Texas A&M University College of Engineering

Morphological Change Detection for Scanning Electron Microscope Images of Lung Cell Surfaces

  • :J. Ritu, T. Jefferis, C. Sayes and, J. Peeples, “Morphological Change Detection for Scanning Electron Microscope Images of Lung Cell Surfaces,” in International Conference on Advances in Artificial Intelligence and Machine Learning (AAIML), 2026, in Press.

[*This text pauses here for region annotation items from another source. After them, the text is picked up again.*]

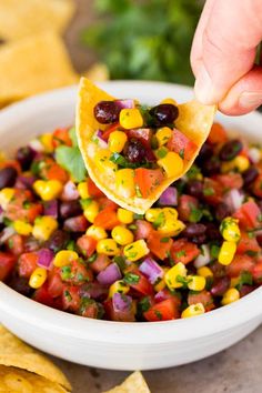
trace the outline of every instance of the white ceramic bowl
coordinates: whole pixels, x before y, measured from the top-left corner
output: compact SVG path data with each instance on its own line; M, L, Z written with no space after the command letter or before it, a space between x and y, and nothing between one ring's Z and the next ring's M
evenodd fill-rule
M192 98L192 90L153 82L107 82L115 97L154 103L167 97ZM75 88L62 89L0 112L0 149L13 151L33 135L73 123ZM229 129L261 141L262 117L218 115ZM150 370L214 354L243 339L262 321L262 288L201 316L158 323L97 321L47 308L0 283L0 322L38 349L62 359L104 369ZM255 350L255 349L254 349Z

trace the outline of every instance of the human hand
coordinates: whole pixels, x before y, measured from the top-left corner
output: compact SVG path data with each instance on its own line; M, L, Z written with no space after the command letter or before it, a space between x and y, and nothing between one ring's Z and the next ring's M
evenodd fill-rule
M191 50L195 95L226 114L262 104L262 0L206 0Z

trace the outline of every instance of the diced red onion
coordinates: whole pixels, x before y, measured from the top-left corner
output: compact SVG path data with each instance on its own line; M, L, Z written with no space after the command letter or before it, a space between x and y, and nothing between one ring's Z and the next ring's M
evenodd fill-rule
M98 282L103 285L111 285L114 281L118 281L122 278L120 269L117 263L111 263L108 268L105 268L102 272L100 272L97 276Z
M41 249L38 251L38 265L49 270L51 268L54 253L49 249Z
M168 187L159 199L159 204L175 206L178 204L178 190L175 187Z
M201 253L194 260L194 268L199 269L205 266L211 260L210 248L208 244L201 245Z
M75 201L79 199L77 185L71 180L64 184L61 199L63 201Z
M135 107L134 100L115 100L114 102L121 109L133 109Z
M143 273L151 284L154 284L157 280L163 278L163 269L150 256L148 256L139 266L141 273Z
M113 310L127 312L131 309L132 298L122 293L114 293L112 299Z
M53 199L52 201L44 202L43 214L58 218L58 200Z

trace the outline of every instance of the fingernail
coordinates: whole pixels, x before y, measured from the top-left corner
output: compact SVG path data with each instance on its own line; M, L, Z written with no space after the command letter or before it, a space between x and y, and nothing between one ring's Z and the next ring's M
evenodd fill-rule
M239 98L239 104L242 108L256 108L262 103L262 91L244 91Z
M196 99L204 104L216 103L216 94L213 83L204 66L199 69L194 83L194 93Z

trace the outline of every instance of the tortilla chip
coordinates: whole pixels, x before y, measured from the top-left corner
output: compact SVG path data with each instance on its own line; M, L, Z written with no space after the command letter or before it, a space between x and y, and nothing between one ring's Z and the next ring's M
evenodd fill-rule
M61 33L74 9L72 0L1 0L0 38L11 41L41 31Z
M150 390L141 372L135 371L121 385L104 393L150 393Z
M16 367L0 365L0 392L67 393L58 383Z
M77 82L61 38L41 33L0 48L0 103Z
M190 101L178 105L179 118L175 120L175 127L198 145L195 153L190 161L184 161L184 170L180 177L165 179L149 198L143 199L132 196L125 199L115 192L115 173L112 173L111 175L102 173L95 167L93 160L94 154L100 148L91 141L92 135L98 129L104 129L104 127L94 119L93 109L95 104L102 100L114 100L114 98L93 85L88 79L81 78L75 128L79 148L85 167L90 178L109 199L134 213L144 214L144 212L160 198L162 192L175 180L181 178L194 162L202 144L209 135L214 119L215 107L203 105L196 101Z
M49 359L2 325L0 325L0 364L27 370L71 391L66 375Z

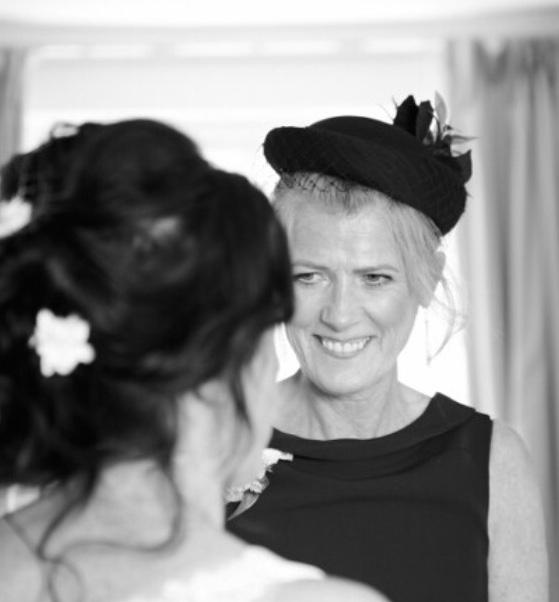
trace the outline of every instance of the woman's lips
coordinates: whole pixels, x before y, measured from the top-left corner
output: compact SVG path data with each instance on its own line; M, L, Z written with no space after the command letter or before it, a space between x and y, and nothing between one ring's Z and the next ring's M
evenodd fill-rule
M363 351L373 337L359 337L346 339L343 341L340 339L333 339L319 335L315 335L315 338L320 343L322 349L324 349L329 355L339 358L350 358Z

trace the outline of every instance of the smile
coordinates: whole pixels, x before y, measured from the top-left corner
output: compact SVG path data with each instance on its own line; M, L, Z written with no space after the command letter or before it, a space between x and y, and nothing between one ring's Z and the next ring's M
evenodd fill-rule
M349 341L338 341L327 337L316 337L323 349L326 349L331 355L336 357L353 357L362 351L372 337L362 337L360 339L351 339Z

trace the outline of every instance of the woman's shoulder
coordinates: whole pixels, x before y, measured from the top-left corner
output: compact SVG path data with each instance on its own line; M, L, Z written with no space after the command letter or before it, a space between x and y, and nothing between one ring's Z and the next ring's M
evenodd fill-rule
M293 562L260 546L248 546L244 553L246 566L256 569L268 587L258 602L386 602L386 598L370 587L328 577L319 568ZM254 591L254 589L253 589Z
M520 435L493 422L489 463L491 598L547 600L547 552L540 489Z
M499 419L493 419L489 474L495 493L515 489L521 498L537 488L532 460L522 437ZM526 489L528 486L528 489Z
M270 597L258 602L389 602L370 587L338 577L320 581L294 581L277 587Z

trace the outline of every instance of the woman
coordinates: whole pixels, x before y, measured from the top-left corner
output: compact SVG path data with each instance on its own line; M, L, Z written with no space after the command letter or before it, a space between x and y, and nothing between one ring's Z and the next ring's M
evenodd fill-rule
M0 484L43 489L0 521L2 602L380 600L223 530L292 307L265 197L157 122L70 136L0 240Z
M410 96L392 124L333 117L266 138L300 362L271 446L293 459L230 530L395 602L543 602L542 512L519 437L398 380L470 176L438 109Z

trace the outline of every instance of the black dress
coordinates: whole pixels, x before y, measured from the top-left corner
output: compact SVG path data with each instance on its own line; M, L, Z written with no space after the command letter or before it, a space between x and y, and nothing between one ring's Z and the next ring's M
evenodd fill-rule
M375 439L303 439L231 532L392 602L487 602L491 420L437 393L400 431Z

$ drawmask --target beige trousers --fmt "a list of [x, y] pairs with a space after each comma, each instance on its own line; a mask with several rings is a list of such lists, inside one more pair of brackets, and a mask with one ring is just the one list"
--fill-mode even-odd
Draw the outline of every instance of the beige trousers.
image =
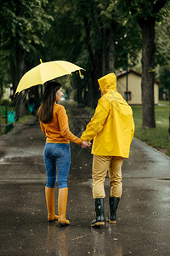
[[105, 198], [104, 182], [109, 171], [110, 196], [121, 197], [122, 194], [122, 166], [123, 158], [119, 156], [94, 155], [93, 159], [93, 197]]

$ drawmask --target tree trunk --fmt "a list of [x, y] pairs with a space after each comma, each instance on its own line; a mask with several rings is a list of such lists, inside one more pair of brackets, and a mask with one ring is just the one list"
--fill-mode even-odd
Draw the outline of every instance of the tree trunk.
[[109, 73], [113, 73], [115, 68], [115, 44], [114, 44], [114, 33], [112, 27], [110, 28], [110, 38], [109, 44]]
[[[91, 101], [91, 107], [95, 108], [96, 107], [96, 98], [99, 94], [99, 84], [97, 81], [97, 64], [95, 61], [95, 58], [92, 50], [91, 44], [90, 44], [90, 28], [89, 28], [89, 22], [88, 20], [88, 18], [83, 15], [83, 20], [84, 20], [84, 26], [86, 31], [86, 42], [87, 42], [87, 47], [88, 49], [91, 63], [92, 63], [92, 69], [91, 69], [91, 78], [92, 78], [92, 83], [89, 83], [89, 90], [88, 90], [88, 95], [90, 93], [90, 96], [93, 97], [93, 101]], [[91, 79], [88, 79], [88, 82], [91, 81]]]
[[[16, 64], [13, 66], [13, 88], [14, 93], [16, 90], [17, 85], [24, 74], [26, 51], [20, 48], [19, 44], [16, 44]], [[23, 92], [16, 96], [15, 98], [15, 112], [16, 119], [22, 117], [26, 113], [25, 95]]]
[[105, 41], [105, 29], [102, 31], [102, 75], [105, 75], [105, 53], [106, 53], [106, 41]]
[[155, 128], [155, 20], [150, 17], [139, 23], [142, 29], [142, 128]]

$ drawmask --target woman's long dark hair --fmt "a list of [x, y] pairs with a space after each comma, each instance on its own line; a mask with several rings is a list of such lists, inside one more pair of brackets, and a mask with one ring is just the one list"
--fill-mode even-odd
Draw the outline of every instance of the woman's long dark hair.
[[61, 88], [57, 82], [49, 82], [42, 96], [42, 102], [38, 111], [38, 118], [44, 124], [49, 124], [53, 120], [54, 104], [56, 102], [56, 91]]

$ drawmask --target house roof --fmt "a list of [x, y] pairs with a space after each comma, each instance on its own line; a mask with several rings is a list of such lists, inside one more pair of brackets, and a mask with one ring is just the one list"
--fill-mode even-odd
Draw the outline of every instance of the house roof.
[[[133, 69], [129, 69], [128, 73], [133, 73], [134, 75], [137, 75], [139, 77], [141, 77], [142, 76], [142, 73], [140, 72], [138, 72], [138, 71], [135, 71], [135, 70], [133, 70]], [[117, 79], [119, 79], [120, 78], [123, 77], [127, 75], [127, 71], [125, 70], [122, 70], [120, 73], [116, 74], [116, 78]], [[157, 84], [161, 84], [161, 81], [157, 80], [157, 79], [154, 79], [155, 83]]]

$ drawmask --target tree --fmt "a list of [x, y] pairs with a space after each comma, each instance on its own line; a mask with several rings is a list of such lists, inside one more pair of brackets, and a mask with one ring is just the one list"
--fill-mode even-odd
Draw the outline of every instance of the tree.
[[[1, 1], [1, 50], [7, 53], [9, 73], [15, 92], [26, 68], [27, 53], [33, 53], [39, 45], [44, 46], [44, 33], [49, 29], [52, 17], [44, 11], [48, 1]], [[24, 113], [22, 93], [16, 96], [17, 118]]]
[[120, 9], [139, 23], [142, 32], [142, 127], [155, 128], [154, 75], [155, 25], [162, 18], [160, 10], [168, 0], [123, 0]]
[[157, 78], [161, 80], [160, 97], [166, 91], [166, 98], [170, 100], [170, 4], [162, 9], [163, 20], [156, 26], [156, 64], [158, 67]]

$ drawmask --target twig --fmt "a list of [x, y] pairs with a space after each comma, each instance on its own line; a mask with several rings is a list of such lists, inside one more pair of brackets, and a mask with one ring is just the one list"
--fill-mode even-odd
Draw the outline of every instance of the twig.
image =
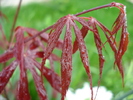
[[14, 28], [15, 28], [15, 25], [16, 25], [16, 21], [17, 21], [17, 17], [18, 17], [18, 14], [19, 14], [20, 7], [21, 7], [21, 3], [22, 3], [22, 0], [19, 1], [19, 5], [18, 5], [16, 14], [15, 14], [15, 17], [14, 17], [14, 21], [13, 21], [13, 25], [12, 25], [11, 33], [10, 33], [10, 38], [9, 38], [8, 48], [10, 48], [11, 43], [12, 43], [12, 41], [14, 39], [13, 31], [14, 31]]

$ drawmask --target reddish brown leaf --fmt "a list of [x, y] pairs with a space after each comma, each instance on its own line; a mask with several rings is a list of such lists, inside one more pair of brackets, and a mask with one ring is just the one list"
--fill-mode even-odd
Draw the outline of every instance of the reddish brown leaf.
[[4, 54], [0, 55], [0, 63], [4, 63], [13, 57], [14, 57], [14, 49], [9, 49]]
[[57, 45], [57, 41], [59, 39], [59, 36], [60, 36], [62, 29], [66, 23], [65, 17], [59, 19], [57, 21], [57, 23], [55, 23], [55, 25], [53, 26], [53, 28], [50, 32], [49, 39], [48, 39], [48, 45], [47, 45], [46, 51], [44, 53], [44, 60], [46, 60], [50, 56], [53, 49]]
[[[41, 64], [39, 64], [35, 60], [32, 60], [32, 61], [35, 64], [35, 66], [41, 71]], [[51, 70], [45, 66], [43, 67], [43, 71], [41, 71], [41, 72], [46, 77], [46, 79], [49, 81], [51, 86], [58, 92], [61, 92], [61, 90], [60, 90], [61, 81], [60, 81], [60, 77], [58, 76], [58, 74], [56, 74], [53, 70]]]
[[18, 65], [18, 62], [14, 61], [9, 66], [4, 68], [3, 71], [0, 72], [0, 93], [5, 88], [9, 79], [12, 77], [12, 74], [17, 65]]
[[66, 33], [64, 37], [64, 45], [62, 50], [62, 57], [61, 57], [61, 100], [64, 100], [66, 96], [66, 91], [71, 82], [71, 73], [72, 73], [72, 36], [71, 36], [71, 26], [70, 20], [68, 18], [66, 22]]

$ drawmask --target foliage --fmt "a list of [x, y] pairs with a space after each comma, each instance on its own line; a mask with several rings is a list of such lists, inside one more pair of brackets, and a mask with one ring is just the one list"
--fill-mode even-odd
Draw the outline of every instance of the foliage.
[[[97, 21], [93, 17], [78, 17], [84, 13], [105, 8], [105, 7], [117, 7], [120, 13], [113, 24], [112, 30], [109, 30], [101, 22]], [[79, 27], [77, 24], [80, 24]], [[81, 29], [80, 29], [81, 28]], [[106, 41], [102, 41], [99, 33], [99, 28], [103, 31]], [[48, 31], [48, 33], [45, 33]], [[62, 31], [65, 30], [64, 40], [60, 40], [59, 37]], [[121, 31], [120, 40], [118, 44], [115, 35], [118, 31]], [[2, 28], [1, 28], [2, 31]], [[72, 31], [75, 33], [75, 41], [72, 41]], [[71, 82], [72, 74], [72, 55], [79, 50], [80, 58], [89, 77], [90, 89], [91, 89], [91, 99], [93, 100], [93, 89], [92, 89], [92, 76], [90, 71], [90, 65], [88, 62], [88, 52], [84, 42], [88, 31], [91, 31], [94, 35], [94, 42], [97, 48], [99, 56], [99, 83], [101, 80], [102, 70], [104, 66], [104, 57], [102, 54], [102, 49], [106, 43], [109, 43], [112, 51], [114, 52], [114, 64], [117, 65], [119, 72], [124, 80], [124, 72], [122, 67], [122, 56], [124, 55], [127, 45], [128, 45], [128, 32], [126, 26], [126, 13], [125, 6], [120, 3], [110, 3], [107, 5], [99, 6], [90, 10], [83, 11], [75, 15], [67, 15], [60, 18], [55, 24], [45, 28], [43, 31], [38, 32], [32, 28], [17, 27], [15, 29], [16, 42], [12, 43], [13, 47], [0, 56], [0, 62], [5, 63], [11, 58], [15, 58], [10, 65], [5, 67], [0, 72], [0, 92], [3, 91], [6, 84], [8, 83], [10, 77], [12, 76], [14, 70], [17, 66], [20, 69], [20, 79], [17, 87], [17, 99], [21, 100], [22, 97], [25, 99], [30, 99], [30, 94], [28, 91], [28, 80], [26, 72], [30, 70], [33, 79], [35, 81], [36, 90], [39, 94], [40, 99], [47, 100], [47, 95], [45, 88], [43, 86], [43, 76], [49, 81], [51, 86], [61, 92], [62, 100], [64, 100], [66, 91]], [[28, 35], [24, 35], [24, 33]], [[3, 40], [7, 42], [7, 40]], [[3, 42], [2, 41], [2, 42]], [[45, 47], [43, 44], [47, 43]], [[61, 59], [56, 55], [52, 54], [55, 48], [62, 50]], [[37, 58], [41, 58], [38, 61]], [[48, 69], [44, 66], [46, 60], [50, 61], [51, 68]], [[54, 71], [53, 61], [59, 61], [61, 63], [61, 80], [58, 74]], [[38, 75], [38, 70], [40, 74]], [[61, 89], [61, 90], [60, 90]]]

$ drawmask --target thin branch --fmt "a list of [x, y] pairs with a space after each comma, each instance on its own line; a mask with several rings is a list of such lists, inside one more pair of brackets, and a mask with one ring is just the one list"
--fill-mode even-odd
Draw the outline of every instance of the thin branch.
[[16, 14], [15, 14], [15, 17], [14, 17], [12, 28], [11, 28], [11, 33], [10, 33], [10, 38], [9, 38], [9, 45], [8, 45], [7, 48], [10, 48], [10, 45], [11, 45], [11, 43], [13, 41], [13, 38], [14, 38], [13, 31], [14, 31], [14, 28], [15, 28], [15, 25], [16, 25], [16, 21], [17, 21], [17, 18], [18, 18], [18, 14], [19, 14], [19, 10], [20, 10], [20, 7], [21, 7], [21, 3], [22, 3], [22, 0], [19, 1], [19, 5], [18, 5]]
[[[80, 13], [78, 13], [78, 14], [75, 14], [74, 16], [79, 16], [79, 15], [88, 13], [88, 12], [90, 12], [90, 11], [94, 11], [94, 10], [98, 10], [98, 9], [102, 9], [102, 8], [106, 8], [106, 7], [117, 7], [117, 8], [119, 8], [120, 10], [122, 10], [118, 5], [121, 5], [121, 4], [120, 4], [120, 3], [112, 2], [112, 3], [110, 3], [110, 4], [106, 4], [106, 5], [103, 5], [103, 6], [99, 6], [99, 7], [95, 7], [95, 8], [89, 9], [89, 10], [82, 11], [82, 12], [80, 12]], [[31, 39], [37, 37], [38, 35], [41, 35], [43, 32], [45, 32], [45, 31], [51, 29], [52, 27], [53, 27], [53, 25], [47, 27], [46, 29], [40, 31], [40, 32], [37, 33], [36, 35], [34, 35], [34, 36], [30, 37], [29, 39], [25, 40], [24, 42], [26, 43], [26, 42], [30, 41]]]
[[129, 95], [132, 95], [132, 94], [133, 94], [133, 90], [130, 90], [127, 93], [123, 94], [122, 96], [120, 96], [120, 97], [118, 97], [114, 100], [123, 100], [123, 99], [125, 99], [126, 97], [128, 97]]
[[112, 4], [110, 3], [110, 4], [107, 4], [107, 5], [103, 5], [103, 6], [95, 7], [95, 8], [89, 9], [89, 10], [85, 10], [83, 12], [75, 14], [75, 16], [79, 16], [79, 15], [82, 15], [82, 14], [85, 14], [85, 13], [88, 13], [88, 12], [91, 12], [91, 11], [94, 11], [94, 10], [98, 10], [98, 9], [102, 9], [102, 8], [106, 8], [106, 7], [111, 7], [111, 5]]
[[46, 31], [49, 30], [49, 29], [51, 29], [53, 26], [54, 26], [54, 25], [51, 25], [51, 26], [45, 28], [44, 30], [40, 31], [39, 33], [35, 34], [34, 36], [32, 36], [32, 37], [26, 39], [26, 40], [24, 41], [24, 43], [26, 43], [26, 42], [32, 40], [33, 38], [35, 38], [35, 37], [41, 35], [42, 33], [46, 32]]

  • Abstract: Exposure to nanoparticles can alter cellular morphology, which serves as an indicator of toxic response and can be visualized using scanning electron microscopy (SEM). Texture-based features have been widely used to quantify nanoscale surface complexity, but they primarily operate at the pixel level. To provide complementary biological context, this study introduces a morphology-driven SEM analysis framework that extracts interpretable features from both cells and their protrusions (cilia or dendrites). An adaptation of the Segment Anything Model (SAM) tailored for microscopy images, MicroSAM is used for semantic segmentation to quantify cell-level (e.g., area, circularity) and dendrite-level features (e.g., length, waviness). Statistical tests and effect size analysis identify significant differences across exposure groups, while correlation analysis reveals inter-feature relationships. Together, these results demonstrate interpretable patterns of structural changes across nanoparticle types, offering biologically grounded insights that enhance and extend texture-based analysis through morphology-aware characterization. This framework provides biologically grounded insights with direct relevance for automated toxicology assessment and monitoring of nanoparticle-induced cellular changes. The code for this work is publicly available: https://github.com/Advanced-Vision-and-Learning-Lab/SEM_Morphology.
  • Link: TBD
  • Publication date: March 2026
  • Citation: J. Ritu, T. Jefferis, C. Sayes and, J. Peeples, “Morphological Change Detection for Scanning Electron Microscope Images of Lung Cell Surfaces,” in International Conference on Advances in Artificial Intelligence and Machine Learning (AAIML), 2026, in Press.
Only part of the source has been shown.